At the moment, payment technologies are centered mainly on users' physical characteristics – especially fingerprints, plus also face recognition. However, voice is also sure to play a role in financial technologies going forward. Innovator and technologist Theodora Lau told the audience that "In the next three years, 30% of consumers are going to be using voice banking instead of going into a branch or using a mobile app." When people talk about 'voice banking', they usually mean using a synthesized voice created from a user’s recorded sentences.
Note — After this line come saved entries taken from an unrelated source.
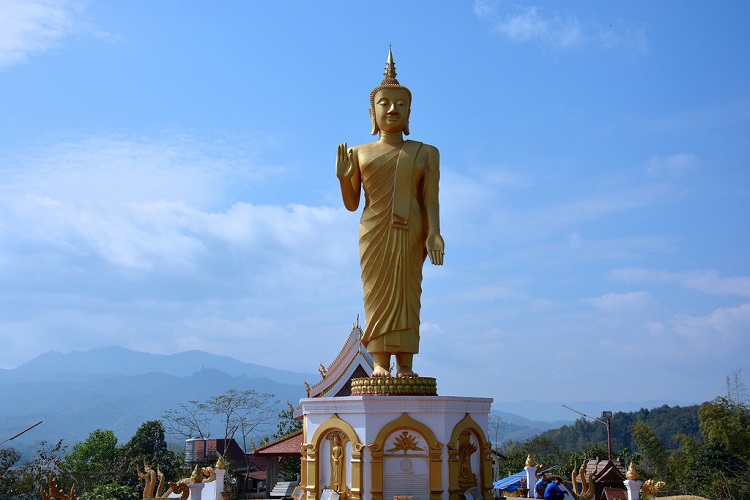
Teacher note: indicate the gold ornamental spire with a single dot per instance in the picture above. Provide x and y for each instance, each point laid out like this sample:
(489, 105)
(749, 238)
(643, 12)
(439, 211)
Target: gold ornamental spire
(390, 67)
(389, 79)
Theodora Lau pointed out that voice technologies could also help to foster financial inclusion. While it is true that over 700,000 languages are spoken worldwide, and the technology still has some way to go, "voice could provide services to people that couldn't navigate a mobile app, can't use a certain device or have limited mobility", she told FinovateSpring conference attendees, concluding with a final question: "As regards the adoption of voice banking, people are quite prepared to play with voice technology – playing music, using a kitchen timer and so on. So is the lack of progress because consumers don't have the imagination or because banks don't have the imagination?”